Nature lurked in “Days of Heaven” where tiny creatures crawled in holes beneath the feet of the flawed characters, and others took to the sky and destroyed an entire prairie world inhabited by Malick the screenwriter’s losers.
So, in a time where people are only sprinkled across the continent like so much apple seed, and those with the deepest roots seem more a part of the landscape than dominators of it, Malick’s eye for animal spirits great and small is a boon to his efforts.
Nonetheless, the director’s script is largely waylaid by his choice of actress to the play the role of Pocahontas; the Indian princess who fell in love with Captain John Smith and later married into English aristocracy through another guy named John Rolfe (played by Christian Bale).
To say 15-year old Q’orianka Kilcher steals the show is to overlook the fact she steals the whole story.
Sure the troubles of the scurvy sailors and mercenaries who settle Jamestown in Virginia are interesting enough; the weird and blind conviction they possess, their mistrust of one another, their complete freak-out at being in such a strange and wild place.
Still it is a hard to focus on them when Kilcher is running about barefoot, playing a mid-Atlantic forest sprite, regal and childish, earthy yet modern, stern but soft, rendering countless other shadings of emotion that seem to come from some place beyond the “actress” in her.
Her body movements and gestures as Indian princess, while predictable and obvious, are invested with such genuine spirit it’s hard to forget you’re not really looking at Pocahontas, because you don’t want to.
She makes suspension of belief a kind of necessary narcotic.
Her turn as Indian ends broken-heartedly enough (for Pocahontas and ourselves) when the English fit her for shoes and her spirit gains an unhealthy weight. Even so, as the film makes a “costumer” turn, Kilcher moves easily from evoking the “natural” spirit (as the colonists call the Indians), to a perfect model girl for cool and old clothes.
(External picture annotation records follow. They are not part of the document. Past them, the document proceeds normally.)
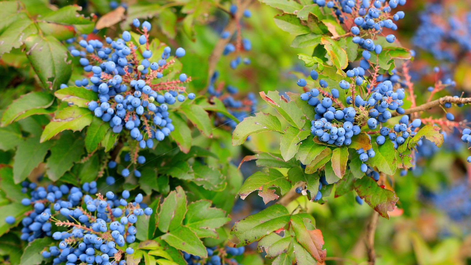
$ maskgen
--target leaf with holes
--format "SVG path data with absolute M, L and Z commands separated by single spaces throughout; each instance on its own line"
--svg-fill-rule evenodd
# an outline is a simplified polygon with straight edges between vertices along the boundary
M 259 196 L 263 198 L 263 202 L 266 204 L 279 197 L 275 194 L 274 190 L 268 189 L 271 187 L 279 187 L 283 195 L 291 189 L 291 183 L 277 170 L 270 168 L 268 173 L 258 171 L 247 178 L 238 193 L 241 199 L 244 199 L 250 193 L 258 190 Z
M 259 112 L 254 117 L 244 118 L 236 126 L 232 133 L 232 145 L 242 144 L 251 134 L 269 131 L 282 133 L 280 120 L 271 114 Z

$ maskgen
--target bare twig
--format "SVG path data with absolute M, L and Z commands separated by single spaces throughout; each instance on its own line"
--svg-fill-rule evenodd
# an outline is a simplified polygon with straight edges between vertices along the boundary
M 438 99 L 423 104 L 420 106 L 408 108 L 406 110 L 406 111 L 403 114 L 399 114 L 396 112 L 393 114 L 392 116 L 406 115 L 411 113 L 423 111 L 424 110 L 431 108 L 434 107 L 436 107 L 439 105 L 443 105 L 447 102 L 455 104 L 470 104 L 471 103 L 471 98 L 454 98 L 451 96 L 445 96 Z
M 366 253 L 368 254 L 368 262 L 369 264 L 374 264 L 376 259 L 374 252 L 374 232 L 376 230 L 376 224 L 378 224 L 379 216 L 377 212 L 374 211 L 366 226 Z

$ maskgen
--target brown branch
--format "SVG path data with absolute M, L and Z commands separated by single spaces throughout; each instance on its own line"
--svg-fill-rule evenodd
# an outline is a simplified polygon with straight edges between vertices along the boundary
M 471 103 L 471 98 L 454 98 L 451 96 L 445 96 L 438 99 L 435 99 L 433 101 L 430 101 L 430 102 L 423 104 L 414 108 L 408 108 L 406 110 L 406 111 L 403 114 L 399 114 L 397 112 L 396 112 L 392 116 L 406 115 L 411 113 L 423 111 L 431 108 L 434 107 L 436 107 L 439 105 L 443 105 L 447 102 L 455 104 L 470 104 Z
M 376 230 L 378 218 L 380 216 L 378 212 L 374 211 L 366 226 L 366 253 L 368 254 L 369 264 L 374 264 L 376 255 L 374 252 L 374 232 Z
M 236 16 L 234 17 L 242 17 L 244 14 L 244 11 L 247 9 L 247 8 L 250 5 L 252 1 L 252 0 L 243 0 L 240 6 L 237 7 L 237 12 L 236 13 Z M 233 33 L 236 29 L 237 24 L 237 21 L 236 19 L 231 19 L 229 21 L 229 23 L 227 23 L 227 25 L 226 26 L 226 27 L 224 28 L 223 32 L 228 31 L 230 33 Z M 214 46 L 214 49 L 213 49 L 212 52 L 211 53 L 211 55 L 210 56 L 209 61 L 208 62 L 208 85 L 209 84 L 211 77 L 212 76 L 212 74 L 214 73 L 214 69 L 216 69 L 216 66 L 218 64 L 219 58 L 222 55 L 222 52 L 224 50 L 224 48 L 229 43 L 229 41 L 230 41 L 230 37 L 226 38 L 226 39 L 220 38 L 218 42 L 216 44 L 216 46 Z M 207 87 L 207 85 L 206 86 Z M 202 94 L 205 93 L 207 90 L 207 89 L 202 90 L 201 93 Z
You will accuse the scribe with having lost the story for the girl and you would be right. the scribe would tell you that film is very much the business of the pretty girl; that years ago when he schlepped his indie creation from festival to festival it was a marvel to see how every striving movie team showed up and shopped their girl...how the sale was all about the poster, which was all about the feminine face that graced it.
Malick’s familiar touches are there beneath Kilcher’s shimmering personality, framing and exalting her: the lyric voice-overs, the meandering storyline, and hard-to-discern dialogue.
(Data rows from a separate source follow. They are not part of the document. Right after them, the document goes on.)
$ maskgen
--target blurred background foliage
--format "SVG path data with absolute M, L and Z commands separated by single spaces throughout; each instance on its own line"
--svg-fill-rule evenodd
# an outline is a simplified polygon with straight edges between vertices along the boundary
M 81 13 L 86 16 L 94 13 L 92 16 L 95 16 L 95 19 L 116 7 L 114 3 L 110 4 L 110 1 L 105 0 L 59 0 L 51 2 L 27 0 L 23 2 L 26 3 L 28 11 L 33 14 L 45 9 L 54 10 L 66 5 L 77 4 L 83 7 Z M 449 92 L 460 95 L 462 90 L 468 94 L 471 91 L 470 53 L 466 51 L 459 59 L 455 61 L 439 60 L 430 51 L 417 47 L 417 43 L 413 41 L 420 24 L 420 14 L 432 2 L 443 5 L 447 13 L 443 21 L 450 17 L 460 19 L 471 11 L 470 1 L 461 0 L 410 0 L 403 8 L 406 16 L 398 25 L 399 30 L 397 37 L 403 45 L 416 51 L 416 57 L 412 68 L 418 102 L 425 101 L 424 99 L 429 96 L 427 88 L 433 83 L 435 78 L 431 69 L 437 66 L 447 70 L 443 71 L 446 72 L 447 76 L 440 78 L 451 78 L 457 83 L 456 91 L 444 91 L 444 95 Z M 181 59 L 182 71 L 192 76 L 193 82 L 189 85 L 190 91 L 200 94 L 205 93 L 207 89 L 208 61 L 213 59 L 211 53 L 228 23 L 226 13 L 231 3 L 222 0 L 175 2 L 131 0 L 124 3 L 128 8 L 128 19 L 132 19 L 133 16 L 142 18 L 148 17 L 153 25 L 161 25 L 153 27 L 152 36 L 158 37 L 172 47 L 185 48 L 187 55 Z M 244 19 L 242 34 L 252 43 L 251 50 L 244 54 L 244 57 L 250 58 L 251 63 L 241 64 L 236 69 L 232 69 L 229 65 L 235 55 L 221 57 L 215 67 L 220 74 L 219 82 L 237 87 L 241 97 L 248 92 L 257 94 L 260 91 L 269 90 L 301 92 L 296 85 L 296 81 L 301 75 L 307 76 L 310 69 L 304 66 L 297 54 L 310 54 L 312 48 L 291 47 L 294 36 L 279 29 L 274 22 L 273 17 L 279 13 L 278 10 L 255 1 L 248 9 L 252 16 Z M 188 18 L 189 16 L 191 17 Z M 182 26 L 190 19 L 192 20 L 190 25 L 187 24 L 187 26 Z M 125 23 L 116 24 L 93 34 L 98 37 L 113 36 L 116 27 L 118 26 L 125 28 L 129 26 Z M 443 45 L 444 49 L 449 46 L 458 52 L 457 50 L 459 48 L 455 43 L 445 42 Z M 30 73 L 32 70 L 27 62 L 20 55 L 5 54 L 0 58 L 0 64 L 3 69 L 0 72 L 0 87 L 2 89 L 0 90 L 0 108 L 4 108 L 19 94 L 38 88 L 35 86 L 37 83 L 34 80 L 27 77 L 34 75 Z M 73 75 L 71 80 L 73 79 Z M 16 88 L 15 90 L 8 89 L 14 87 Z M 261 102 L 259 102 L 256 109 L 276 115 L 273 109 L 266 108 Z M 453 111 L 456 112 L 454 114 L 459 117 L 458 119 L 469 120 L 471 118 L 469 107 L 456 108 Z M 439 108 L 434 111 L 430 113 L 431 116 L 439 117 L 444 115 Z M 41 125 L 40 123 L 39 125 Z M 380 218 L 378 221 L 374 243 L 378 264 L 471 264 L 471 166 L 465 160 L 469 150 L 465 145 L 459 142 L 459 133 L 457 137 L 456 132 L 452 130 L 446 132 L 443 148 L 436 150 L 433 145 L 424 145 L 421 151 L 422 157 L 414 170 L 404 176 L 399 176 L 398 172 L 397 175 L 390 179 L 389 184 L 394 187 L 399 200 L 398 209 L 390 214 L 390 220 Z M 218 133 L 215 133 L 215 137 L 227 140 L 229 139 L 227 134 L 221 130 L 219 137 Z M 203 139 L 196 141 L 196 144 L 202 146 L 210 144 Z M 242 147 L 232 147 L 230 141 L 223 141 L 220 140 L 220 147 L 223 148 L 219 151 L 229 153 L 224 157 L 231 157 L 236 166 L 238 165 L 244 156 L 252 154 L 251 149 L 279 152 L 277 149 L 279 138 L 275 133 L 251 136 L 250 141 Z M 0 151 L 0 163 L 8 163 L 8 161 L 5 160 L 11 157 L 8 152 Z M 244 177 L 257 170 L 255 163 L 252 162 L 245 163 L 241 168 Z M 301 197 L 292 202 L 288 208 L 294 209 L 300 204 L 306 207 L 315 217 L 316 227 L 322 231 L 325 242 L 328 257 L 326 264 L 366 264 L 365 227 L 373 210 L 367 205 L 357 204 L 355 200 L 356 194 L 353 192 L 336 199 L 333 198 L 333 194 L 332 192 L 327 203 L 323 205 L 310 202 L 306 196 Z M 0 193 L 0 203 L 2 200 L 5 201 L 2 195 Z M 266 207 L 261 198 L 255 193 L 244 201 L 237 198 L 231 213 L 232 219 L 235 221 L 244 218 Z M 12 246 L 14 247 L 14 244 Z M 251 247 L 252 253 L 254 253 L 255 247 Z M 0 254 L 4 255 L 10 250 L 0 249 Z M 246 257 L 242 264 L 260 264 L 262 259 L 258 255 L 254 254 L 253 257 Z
He’s a visual film guy. Exactly what people are saying is incidental because you get the drift and Malick loves leaving you with nothing more than the drift.
His power lies in sequences such as that wherein the Indian emissary, sent by Pocahontas’ father to check out England, walks through the stately gardens and architectural marvels of the old world so different from his own.
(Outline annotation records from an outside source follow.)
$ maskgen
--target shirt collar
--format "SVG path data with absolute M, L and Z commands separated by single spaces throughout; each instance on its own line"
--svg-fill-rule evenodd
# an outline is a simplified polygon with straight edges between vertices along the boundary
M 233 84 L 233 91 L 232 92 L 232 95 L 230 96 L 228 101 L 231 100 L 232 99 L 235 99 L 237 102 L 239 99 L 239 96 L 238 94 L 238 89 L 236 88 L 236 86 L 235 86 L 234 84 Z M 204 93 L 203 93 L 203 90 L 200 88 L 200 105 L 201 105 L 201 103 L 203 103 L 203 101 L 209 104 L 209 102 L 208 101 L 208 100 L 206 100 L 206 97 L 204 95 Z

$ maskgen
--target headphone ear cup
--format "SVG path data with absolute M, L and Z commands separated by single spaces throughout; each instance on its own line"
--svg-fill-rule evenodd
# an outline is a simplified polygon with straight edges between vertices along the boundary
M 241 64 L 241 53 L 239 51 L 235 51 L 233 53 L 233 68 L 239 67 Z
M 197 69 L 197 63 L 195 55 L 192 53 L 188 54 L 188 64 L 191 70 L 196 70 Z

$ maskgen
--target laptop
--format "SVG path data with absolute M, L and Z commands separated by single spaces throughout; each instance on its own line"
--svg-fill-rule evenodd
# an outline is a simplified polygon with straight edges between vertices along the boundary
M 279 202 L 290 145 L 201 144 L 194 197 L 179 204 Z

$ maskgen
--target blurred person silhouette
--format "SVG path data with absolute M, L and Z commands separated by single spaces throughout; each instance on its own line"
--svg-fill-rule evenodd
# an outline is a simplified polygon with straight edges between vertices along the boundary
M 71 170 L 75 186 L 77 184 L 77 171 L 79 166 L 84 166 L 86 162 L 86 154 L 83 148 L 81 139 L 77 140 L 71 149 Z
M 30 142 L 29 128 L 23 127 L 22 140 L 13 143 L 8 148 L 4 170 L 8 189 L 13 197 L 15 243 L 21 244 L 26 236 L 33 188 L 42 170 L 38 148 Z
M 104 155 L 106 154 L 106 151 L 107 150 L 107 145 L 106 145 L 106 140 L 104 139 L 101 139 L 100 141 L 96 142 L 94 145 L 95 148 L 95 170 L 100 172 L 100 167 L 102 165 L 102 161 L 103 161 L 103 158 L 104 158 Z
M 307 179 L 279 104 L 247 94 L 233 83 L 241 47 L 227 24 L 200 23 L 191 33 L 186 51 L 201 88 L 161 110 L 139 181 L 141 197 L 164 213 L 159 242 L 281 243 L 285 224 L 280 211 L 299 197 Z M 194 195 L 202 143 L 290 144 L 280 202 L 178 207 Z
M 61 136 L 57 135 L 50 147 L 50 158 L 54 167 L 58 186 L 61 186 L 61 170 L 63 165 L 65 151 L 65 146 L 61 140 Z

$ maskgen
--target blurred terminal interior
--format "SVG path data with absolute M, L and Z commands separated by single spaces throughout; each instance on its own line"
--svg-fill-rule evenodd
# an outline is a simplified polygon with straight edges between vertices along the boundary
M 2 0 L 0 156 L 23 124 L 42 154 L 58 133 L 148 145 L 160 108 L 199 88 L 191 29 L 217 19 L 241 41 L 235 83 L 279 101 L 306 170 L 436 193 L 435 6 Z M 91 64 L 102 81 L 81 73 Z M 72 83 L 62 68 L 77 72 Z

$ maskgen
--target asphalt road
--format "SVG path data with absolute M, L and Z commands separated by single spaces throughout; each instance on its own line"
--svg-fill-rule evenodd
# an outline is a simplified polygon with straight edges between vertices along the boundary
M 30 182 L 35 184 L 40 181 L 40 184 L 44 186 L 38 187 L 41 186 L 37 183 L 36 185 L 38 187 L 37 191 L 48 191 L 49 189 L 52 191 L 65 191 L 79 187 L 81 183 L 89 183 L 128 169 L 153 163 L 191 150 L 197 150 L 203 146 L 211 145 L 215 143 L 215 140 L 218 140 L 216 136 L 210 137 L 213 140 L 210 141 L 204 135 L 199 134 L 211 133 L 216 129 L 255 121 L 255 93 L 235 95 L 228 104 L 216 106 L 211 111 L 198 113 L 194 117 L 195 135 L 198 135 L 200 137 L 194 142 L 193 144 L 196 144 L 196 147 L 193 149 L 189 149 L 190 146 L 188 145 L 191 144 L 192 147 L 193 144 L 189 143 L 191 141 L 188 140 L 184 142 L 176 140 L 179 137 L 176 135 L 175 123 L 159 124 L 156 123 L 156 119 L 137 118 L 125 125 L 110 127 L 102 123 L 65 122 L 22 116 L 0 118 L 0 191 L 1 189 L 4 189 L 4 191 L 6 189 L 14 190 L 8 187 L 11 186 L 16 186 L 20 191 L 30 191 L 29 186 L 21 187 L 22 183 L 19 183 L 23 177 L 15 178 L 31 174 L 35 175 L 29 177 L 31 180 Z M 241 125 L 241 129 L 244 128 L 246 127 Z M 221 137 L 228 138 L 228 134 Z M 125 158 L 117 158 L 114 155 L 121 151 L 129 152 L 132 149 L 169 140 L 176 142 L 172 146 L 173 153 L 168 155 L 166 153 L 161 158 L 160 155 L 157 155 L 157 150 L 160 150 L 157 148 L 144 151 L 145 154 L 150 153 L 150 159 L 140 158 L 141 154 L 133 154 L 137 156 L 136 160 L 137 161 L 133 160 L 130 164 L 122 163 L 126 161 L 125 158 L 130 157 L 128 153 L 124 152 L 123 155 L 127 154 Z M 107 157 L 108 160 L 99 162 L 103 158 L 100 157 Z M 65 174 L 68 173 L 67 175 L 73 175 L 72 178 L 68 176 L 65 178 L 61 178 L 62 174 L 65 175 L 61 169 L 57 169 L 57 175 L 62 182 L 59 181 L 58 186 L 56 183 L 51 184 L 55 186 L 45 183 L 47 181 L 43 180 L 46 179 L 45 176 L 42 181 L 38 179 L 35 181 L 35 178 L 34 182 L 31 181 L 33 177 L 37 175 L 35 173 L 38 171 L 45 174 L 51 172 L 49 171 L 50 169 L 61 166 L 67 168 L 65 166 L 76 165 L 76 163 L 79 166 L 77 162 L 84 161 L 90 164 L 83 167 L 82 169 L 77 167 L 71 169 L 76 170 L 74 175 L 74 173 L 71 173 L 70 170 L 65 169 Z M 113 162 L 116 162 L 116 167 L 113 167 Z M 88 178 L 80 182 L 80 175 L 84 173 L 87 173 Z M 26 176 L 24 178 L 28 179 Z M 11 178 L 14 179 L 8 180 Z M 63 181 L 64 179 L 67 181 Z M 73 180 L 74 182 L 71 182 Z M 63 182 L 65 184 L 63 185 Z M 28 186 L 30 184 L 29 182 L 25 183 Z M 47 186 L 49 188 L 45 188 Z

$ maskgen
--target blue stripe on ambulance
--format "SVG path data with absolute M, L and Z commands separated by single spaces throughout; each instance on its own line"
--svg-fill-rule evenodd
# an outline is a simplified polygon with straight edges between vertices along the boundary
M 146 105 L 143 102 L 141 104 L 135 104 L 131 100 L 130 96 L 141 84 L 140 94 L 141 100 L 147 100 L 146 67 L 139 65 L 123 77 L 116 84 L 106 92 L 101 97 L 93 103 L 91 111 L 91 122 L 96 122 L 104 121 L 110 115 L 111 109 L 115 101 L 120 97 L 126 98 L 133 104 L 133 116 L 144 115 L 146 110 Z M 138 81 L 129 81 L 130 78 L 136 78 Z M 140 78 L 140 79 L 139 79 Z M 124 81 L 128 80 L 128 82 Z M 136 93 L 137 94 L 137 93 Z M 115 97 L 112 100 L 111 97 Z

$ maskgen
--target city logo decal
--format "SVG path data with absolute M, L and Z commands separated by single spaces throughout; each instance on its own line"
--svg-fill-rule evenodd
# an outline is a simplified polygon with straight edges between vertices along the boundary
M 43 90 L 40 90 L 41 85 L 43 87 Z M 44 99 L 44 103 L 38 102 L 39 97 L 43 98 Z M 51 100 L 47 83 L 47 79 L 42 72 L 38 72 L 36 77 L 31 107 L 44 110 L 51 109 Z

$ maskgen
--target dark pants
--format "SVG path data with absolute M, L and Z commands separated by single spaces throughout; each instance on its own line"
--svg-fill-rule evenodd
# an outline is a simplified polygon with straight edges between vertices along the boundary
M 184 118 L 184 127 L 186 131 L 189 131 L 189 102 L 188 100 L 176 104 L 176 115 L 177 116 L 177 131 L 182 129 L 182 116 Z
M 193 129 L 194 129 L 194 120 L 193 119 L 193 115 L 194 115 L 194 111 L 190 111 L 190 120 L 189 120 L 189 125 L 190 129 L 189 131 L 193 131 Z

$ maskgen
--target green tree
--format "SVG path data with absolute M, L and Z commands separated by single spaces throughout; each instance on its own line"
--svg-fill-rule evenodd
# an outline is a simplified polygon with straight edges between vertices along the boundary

Always understated. The natural doesn’t need to (over)react before what he sees, because somehow you are him and understand fully. When Pocahontas dies, Malick delivers a haunting touch -- an Indian spirit astride a throne in one of the English palaces suddenly abandons it -- and Pocohantas, still dressed as an English lady bounds by the river bank, a Indian dryad once more...
...Closing her own circle: new in the old world; old in the new.